The year 2023 feels like it is moving at light speed and an important spring milestone is only a week away.

Daylight saving time (DST) comes on Sunday, March 12. At 2 a.m. eastern time, the clock will officially jump ahead by an hour, advancing to 3 a.m.

The time change next Sunday will result in the first sunset after 7 p.m. The sun will set at 7:25 p.m. next week and from now until June 16 the length of the day will increase by 3 hours and 41 minutes.

Here are some additional future milestones related to longer days:

FIRST 12 HOUR DAY: March 17

FIRST 13 HOUR DAY: April 8



LONGEST DAY: June 21 (15 hours and eight minutes of daylight)

Unfortunately, the time change also means that the sun will rise later in the day by an hour.

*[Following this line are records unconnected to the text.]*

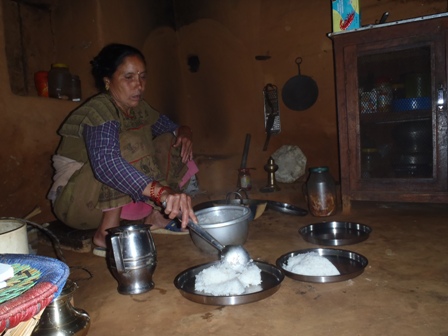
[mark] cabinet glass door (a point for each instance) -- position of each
(395, 114)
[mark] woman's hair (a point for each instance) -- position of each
(109, 59)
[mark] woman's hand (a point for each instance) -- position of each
(184, 139)
(176, 204)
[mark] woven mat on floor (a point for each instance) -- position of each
(37, 281)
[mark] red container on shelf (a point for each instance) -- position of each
(41, 83)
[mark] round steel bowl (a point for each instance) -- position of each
(228, 224)
(271, 278)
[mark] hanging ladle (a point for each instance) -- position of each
(234, 256)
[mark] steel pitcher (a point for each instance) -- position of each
(132, 258)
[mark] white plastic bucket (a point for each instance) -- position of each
(13, 236)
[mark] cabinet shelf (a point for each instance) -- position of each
(409, 58)
(394, 117)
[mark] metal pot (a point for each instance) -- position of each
(414, 136)
(60, 318)
(299, 92)
(228, 224)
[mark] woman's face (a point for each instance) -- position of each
(128, 82)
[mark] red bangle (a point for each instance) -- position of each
(159, 194)
(151, 190)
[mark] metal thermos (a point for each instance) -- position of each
(131, 257)
(321, 192)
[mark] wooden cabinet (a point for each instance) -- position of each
(391, 84)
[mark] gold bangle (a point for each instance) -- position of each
(159, 194)
(151, 190)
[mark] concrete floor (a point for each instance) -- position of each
(403, 290)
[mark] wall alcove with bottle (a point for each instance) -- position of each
(28, 34)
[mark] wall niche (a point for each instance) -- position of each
(29, 41)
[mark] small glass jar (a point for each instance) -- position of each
(370, 158)
(384, 95)
(321, 192)
(59, 81)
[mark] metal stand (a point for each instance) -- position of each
(270, 168)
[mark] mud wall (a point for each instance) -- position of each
(222, 101)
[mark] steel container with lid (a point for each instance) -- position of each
(320, 192)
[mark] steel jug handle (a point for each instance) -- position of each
(118, 255)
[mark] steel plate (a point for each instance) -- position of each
(335, 233)
(271, 278)
(286, 208)
(348, 263)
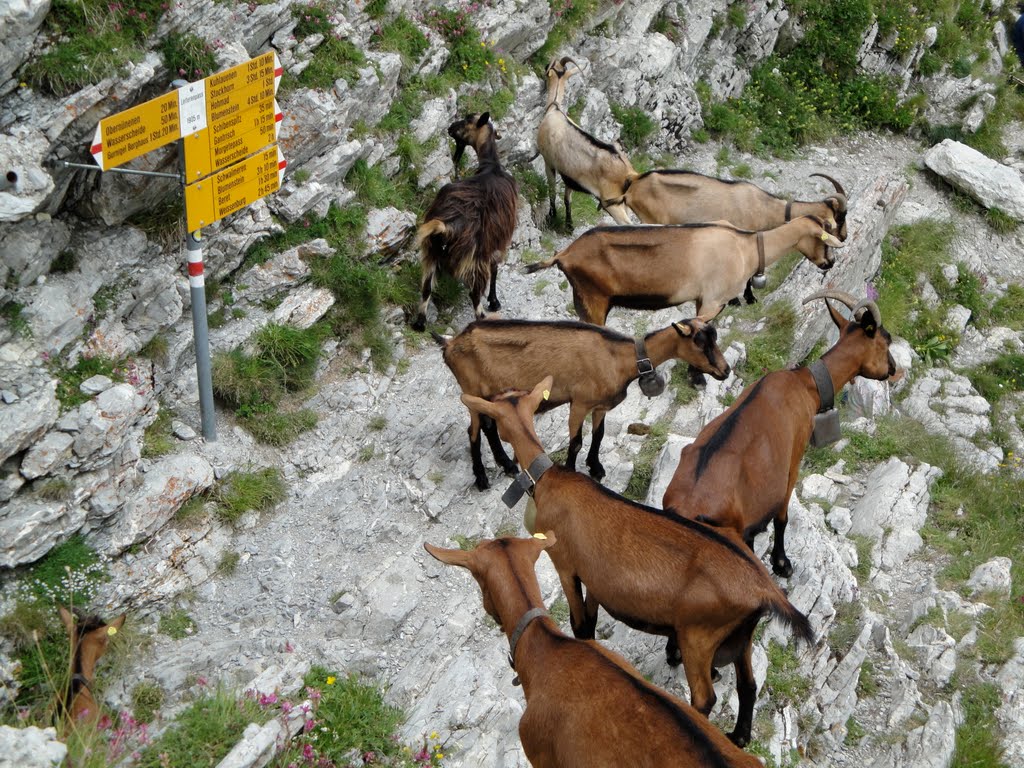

Sunday, the sun rose at 6:50 a.m. and this will not happen again until April 11.

What is the history of daylight saving time?

While the official DST legislation did not take effect in the U.S. until 1918, humans have been adjusted their schedule to the length of day since ancient times.

Due to the fact that the amount of daylight varies depending on the time of year, ancient civilizations would adjust the length of a daylight “hour” to assist with the work day. For example, during the summer, a daylight hour would be longer to one in the winter time.

The Romans kept clocks that had different scales for the different times of the year. In 1810, the Spanish National Assembly moved up meeting times by one hour during the period between May 30 and September 30.

The official idea of DST was proposed by New Zealand entomologist (a type of scientist who focuses on the study of insects) in 1895 because he wanted more daylight time after his shift-work job to collect more insects. Who would have thought a scientist who studies insects would want more daylight to study insects?

The first city in the world to implement DST was Port Arthur, Ontario, Canada on July 1, 1908. Several German states adopted DST on April 30, 1916 and it was officially adopted in the United States in 1918 with the passing of the Standard Time Act.

However, a large part of Arizona and all of Hawaii do not observe DST whatsoever. Arizona loosely applied DST in the state until 1968 when most locations decided to return to standard time.

Hawaii has never observed daylight saving time due in large part to less variation in daylight given the fact that the island state is closer to the equator

List of time zones in the U.S. and locations that do not observe DST. Image courtesy of the U.S. Department of Transportation.

Technically, whether to observe DST or not is up to each individual state and there are some states that have recently proposed to always be on DST.

Regardless of the proposed legislation, the time will shift a week from today and those days will get longer! Warmer weather is on the way!